Antigonus Paradoxographus, Historiae Mirabiles 12
“Amelêsagoras the Athenian, author of the Atthis, claims that the crow does not fly to the Akropolis and that no one can say he has seen it happen. He provides the cause of this as a myth.
For he says that when Athena was given to Hephaestos that she disappeared right after she laid down with him and Hephaistos ejaculated his seed on the ground. The earth later produced for Hephaestos Erikhthonios whom Athena cared for but then closed in a basket and handed over to the daughters of Kekrops, Agraulos, Pandrosos, and Hersê. She told them not to open the basket until she returned.

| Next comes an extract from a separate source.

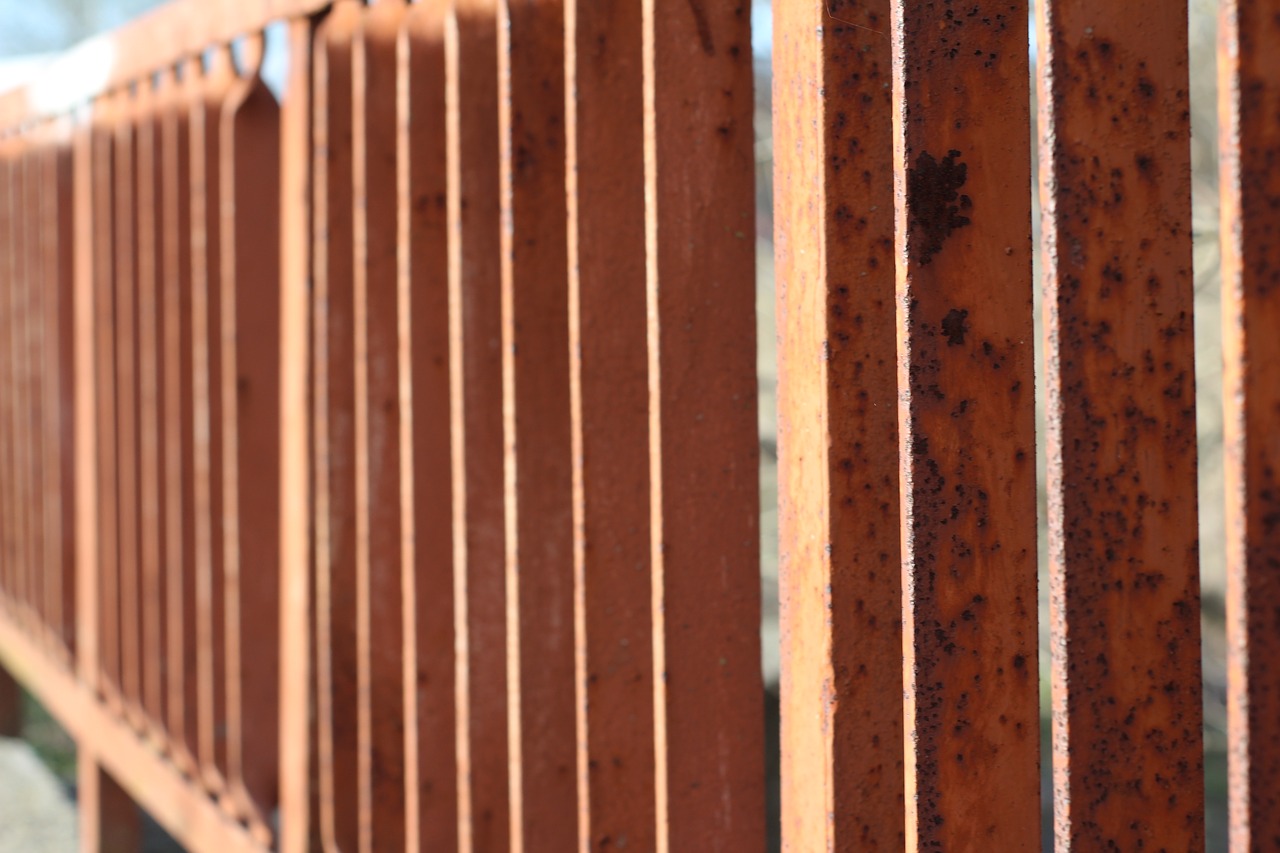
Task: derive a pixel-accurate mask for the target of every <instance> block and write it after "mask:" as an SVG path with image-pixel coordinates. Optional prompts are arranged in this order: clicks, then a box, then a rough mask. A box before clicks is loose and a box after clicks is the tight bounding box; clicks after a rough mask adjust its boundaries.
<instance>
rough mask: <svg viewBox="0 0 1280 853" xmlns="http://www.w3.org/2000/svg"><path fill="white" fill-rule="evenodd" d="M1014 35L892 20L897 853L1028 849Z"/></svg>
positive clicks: (1035, 659)
mask: <svg viewBox="0 0 1280 853" xmlns="http://www.w3.org/2000/svg"><path fill="white" fill-rule="evenodd" d="M1027 36H1028V32H1027V5H1025V4H1007V3H982V1H979V3H975V4H973V5H972V6H970V8H969V9H968V10H965V12H964V13H963V14H961V12H959V10H952V9H950V8H945V6H942V5H937V6H934V5H925V4H913V3H906V1H905V0H896V1H895V4H893V8H892V24H891V38H890V40H891V42H892V45H893V100H895V111H893V181H895V199H896V234H897V261H899V263H897V306H899V309H897V336H899V339H897V343H899V348H897V353H899V394H900V406H899V443H900V455H899V456H900V465H901V474H900V485H901V506H902V566H904V574H902V584H904V590H902V601H904V613H902V619H904V625H902V630H904V638H902V647H904V651H905V661H904V665H905V676H904V679H905V680H904V694H905V699H906V702H905V712H904V729H905V731H906V785H905V800H906V849H909V850H916V849H922V850H923V849H936V848H942V847H948V848H950V847H956V845H959V847H964V845H966V844H969V843H977V841H972V840H973V839H982V841H980V844H982V845H983V847H989V848H991V849H1000V850H1029V849H1038V847H1039V717H1038V713H1037V708H1038V698H1039V695H1038V666H1037V629H1036V616H1037V606H1036V601H1037V598H1036V470H1034V423H1033V420H1034V386H1033V369H1032V359H1033V346H1032V282H1030V193H1029V192H1028V187H1029V184H1030V138H1029V115H1028V101H1029V91H1028V90H1029V70H1028V68H1027V63H1028V50H1027Z"/></svg>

When she left for Pellênê to bring back a mountain in order to make a defensive barrier before the city, two of Kekrops’ daughters—Agraulos and Pandrosos—opened the basket and saw two snakes around Erikhthonios.

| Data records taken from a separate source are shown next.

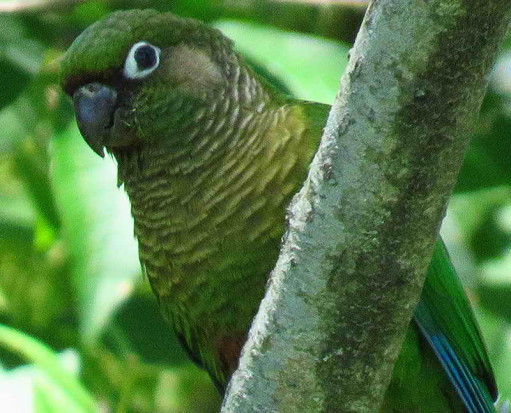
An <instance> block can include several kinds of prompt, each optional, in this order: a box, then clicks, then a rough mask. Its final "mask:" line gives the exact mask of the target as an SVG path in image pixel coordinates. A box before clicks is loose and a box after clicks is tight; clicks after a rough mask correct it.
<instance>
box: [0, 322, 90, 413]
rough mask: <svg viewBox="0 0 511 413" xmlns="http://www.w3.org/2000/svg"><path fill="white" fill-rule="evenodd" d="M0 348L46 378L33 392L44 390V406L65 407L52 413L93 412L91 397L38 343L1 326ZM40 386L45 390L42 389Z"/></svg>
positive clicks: (9, 327) (65, 370)
mask: <svg viewBox="0 0 511 413" xmlns="http://www.w3.org/2000/svg"><path fill="white" fill-rule="evenodd" d="M0 345H1V346H2V347H4V348H7V349H8V350H10V351H12V352H15V353H17V354H18V355H19V356H21V357H23V358H25V359H26V360H28V361H30V362H31V363H33V364H34V365H35V366H36V367H37V368H38V369H40V370H41V371H42V372H43V373H44V374H45V376H39V378H38V385H36V386H38V387H39V390H38V391H36V393H39V395H40V392H41V391H44V393H45V395H46V401H45V404H46V405H48V404H49V405H52V406H59V407H61V408H64V410H62V409H58V410H53V411H66V412H94V411H96V406H95V402H94V400H93V398H92V396H91V395H90V394H89V393H88V391H87V390H86V389H85V388H84V387H83V386H82V385H81V384H80V382H79V381H78V380H77V379H76V377H75V376H73V375H72V374H71V373H70V372H69V371H68V370H66V369H65V368H64V366H63V364H62V362H61V360H59V357H57V355H56V354H55V353H54V352H53V351H52V350H51V349H49V348H48V347H46V346H45V345H43V344H42V343H41V342H39V341H37V340H35V339H34V338H32V337H30V336H27V335H25V334H24V333H22V332H20V331H17V330H15V329H13V328H10V327H7V326H5V325H2V324H0ZM4 374H5V373H4ZM42 387H44V388H45V389H46V390H42ZM59 393H60V394H59ZM36 398H37V396H36ZM68 409H69V410H68Z"/></svg>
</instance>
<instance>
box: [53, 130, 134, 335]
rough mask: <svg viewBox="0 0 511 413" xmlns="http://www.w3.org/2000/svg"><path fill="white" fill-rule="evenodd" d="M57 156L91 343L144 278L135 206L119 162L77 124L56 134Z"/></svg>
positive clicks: (64, 224)
mask: <svg viewBox="0 0 511 413" xmlns="http://www.w3.org/2000/svg"><path fill="white" fill-rule="evenodd" d="M52 158H53V168H52V184H53V188H54V191H55V197H56V199H57V205H58V208H59V210H60V212H61V220H62V226H63V230H64V239H65V242H66V244H67V247H68V249H69V252H70V255H71V259H72V262H73V266H72V269H71V271H72V277H73V285H74V288H75V291H76V294H77V297H78V313H79V317H80V327H81V334H82V339H83V340H84V342H86V343H87V344H91V343H92V342H93V341H94V340H96V339H97V338H98V335H99V334H100V333H101V331H102V328H103V327H104V326H105V325H106V324H107V323H108V321H109V320H110V318H111V316H112V313H113V312H114V310H116V309H117V307H118V306H119V305H120V304H122V303H123V301H124V300H126V299H127V298H128V297H129V296H130V294H131V292H132V290H133V287H134V284H135V283H136V282H137V281H140V280H141V279H142V278H141V276H140V264H139V261H138V252H137V245H136V242H135V239H134V237H133V222H132V219H131V216H130V206H129V202H128V199H127V196H126V195H125V193H124V192H123V191H122V190H121V189H119V188H117V186H116V175H117V174H116V168H115V165H114V162H113V161H112V160H111V159H110V158H106V159H101V158H99V157H98V156H97V155H95V154H94V153H93V152H92V151H91V150H90V148H89V147H87V145H86V144H85V142H84V140H83V138H82V137H81V135H80V133H79V131H78V129H77V128H76V125H75V123H74V122H72V123H71V124H70V125H69V127H68V128H67V129H65V130H63V131H62V132H60V133H59V134H58V135H57V136H56V137H55V139H54V141H53V146H52Z"/></svg>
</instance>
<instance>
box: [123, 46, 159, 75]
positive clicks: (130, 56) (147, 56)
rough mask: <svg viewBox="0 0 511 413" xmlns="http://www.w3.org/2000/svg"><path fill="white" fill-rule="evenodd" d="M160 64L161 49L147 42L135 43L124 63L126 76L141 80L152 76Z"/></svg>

[Amelêsagoras] claims that a crow went to Athena as she was carrying the mountain which is now called Lykabettos and told her that Erikhthonios was in the open. When she heard this, she threw the mountain to where it is now, said tat it would no longer right for the crow to go to the Akropolis because of his evil message.”
Here is the second half of the Paradoxographus Palatinus: Admiranda.This collection is extremely difficult to date and may hail from Byzantine Greece. As with some of the other paradoxographoi these are new translations, so corrections or questions are welcome.

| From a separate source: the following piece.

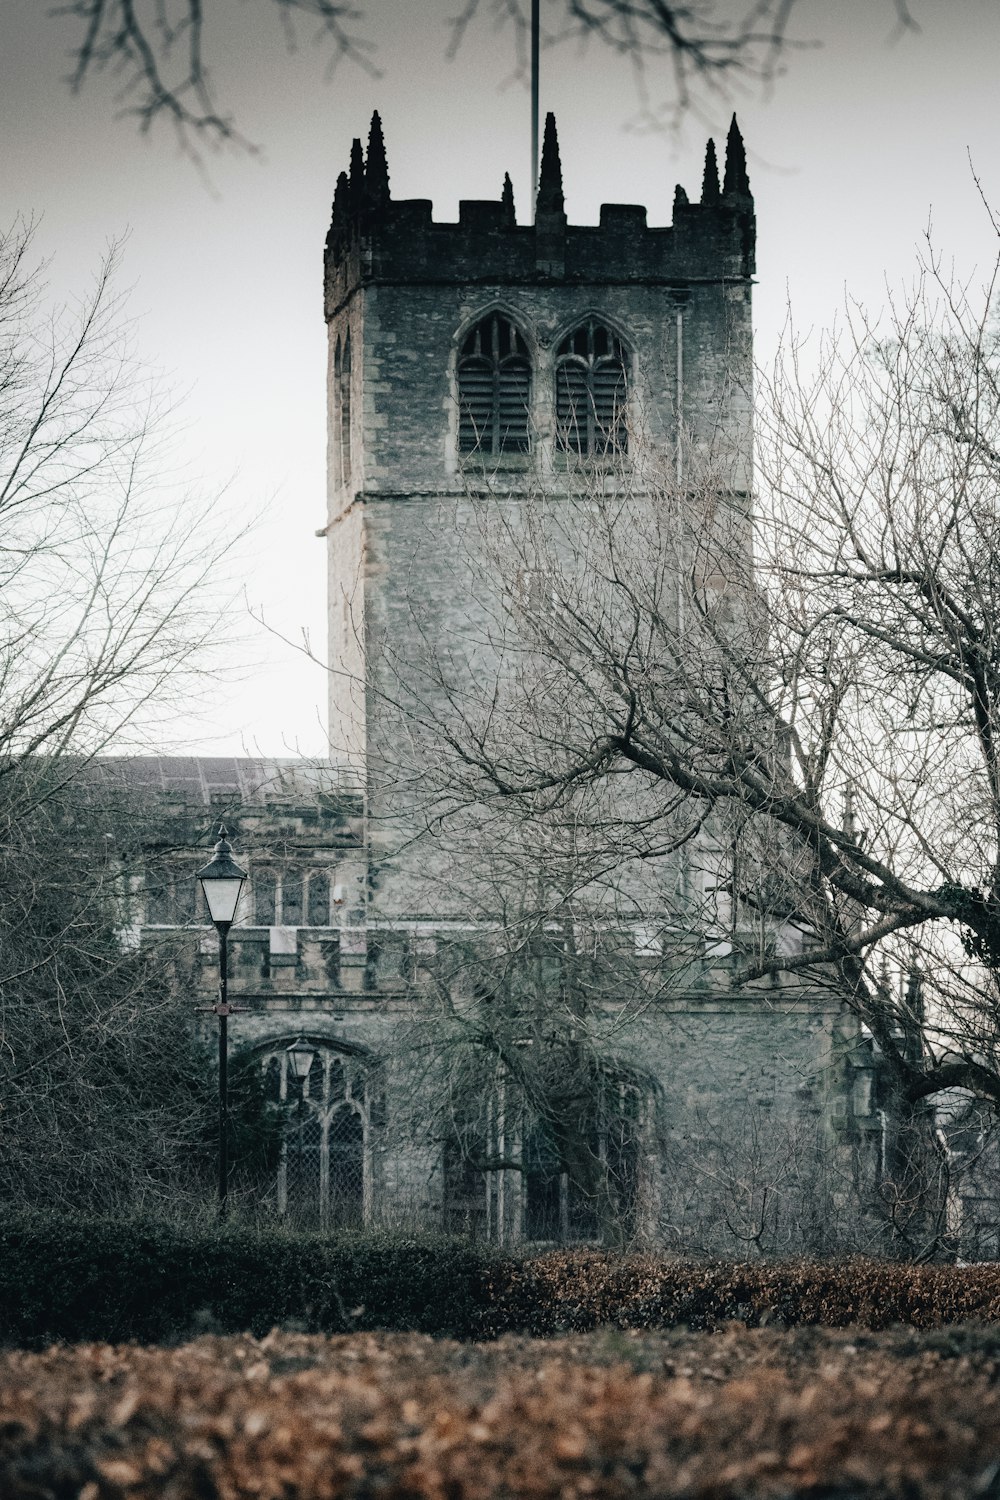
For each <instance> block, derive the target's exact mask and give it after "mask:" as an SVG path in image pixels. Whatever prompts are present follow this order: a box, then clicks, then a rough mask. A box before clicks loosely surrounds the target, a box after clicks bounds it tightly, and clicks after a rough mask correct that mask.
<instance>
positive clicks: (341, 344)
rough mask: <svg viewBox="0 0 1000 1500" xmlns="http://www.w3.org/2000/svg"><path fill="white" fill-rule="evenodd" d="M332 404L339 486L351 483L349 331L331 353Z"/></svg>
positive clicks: (336, 473)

11 “Artemidoros says that among the Liparitanoi fish are found by digging and that the people there use the dug fish unsparingly for snacking.”
12 “Andronikos says that in Hispania in some place pebbles are found strewn about with many angles, grown on their own—some are white and others are wax-colored; they give birth to pebbles like them.
I also used to have one of these for testing which was produced at my home which showed that the story was not a lie. He also says that there is a certain spring in Hispania which has water which is sweet and potable. If someone puts his hands in the water and holds them their for a short time he will find white salt embedded around his hands.”
14 “In Selasphoros an herb is found which when people use it in the spring there they rid themselves of yellow bile, but in the spring black bile, and phlegm if they use it in the winter. It leads out the portion of those which is unmixed of every other. [?]”
15 “Kallimachus says that in Thrace there are two rivers named Keron and Neleus. He adds that flocks who are there for grazing turn white from the Neleus, but those who take from both waters become multi-colored.”
18 “Athenaios says that there is a tree among the Persians which bears some kind of deadly fruit, which the Persians, when Kambyses led his army against Egypt, took to Egypt and planted in many places so that the Egyptians died when they encountered the fruit. The tree transforms the earth to endure the fruit unharmed and they call it Persaia because it was planted by the Persians”
19 “Theopompos says that in the land of the Agrioi of Thrace there is a river called Pontos which carries burning stones. When these are lit they do not burn as they are turned under the rapids but when they appear from under the water they reignite. Nothing that moves can endure the smell of these stones.”
20 “Antigonos says [of sheep intestines] that those of rams are voiceless, but those from females can sing. This fact has not escaped the poet, for he says “He stretching the seven strings from female sheep.”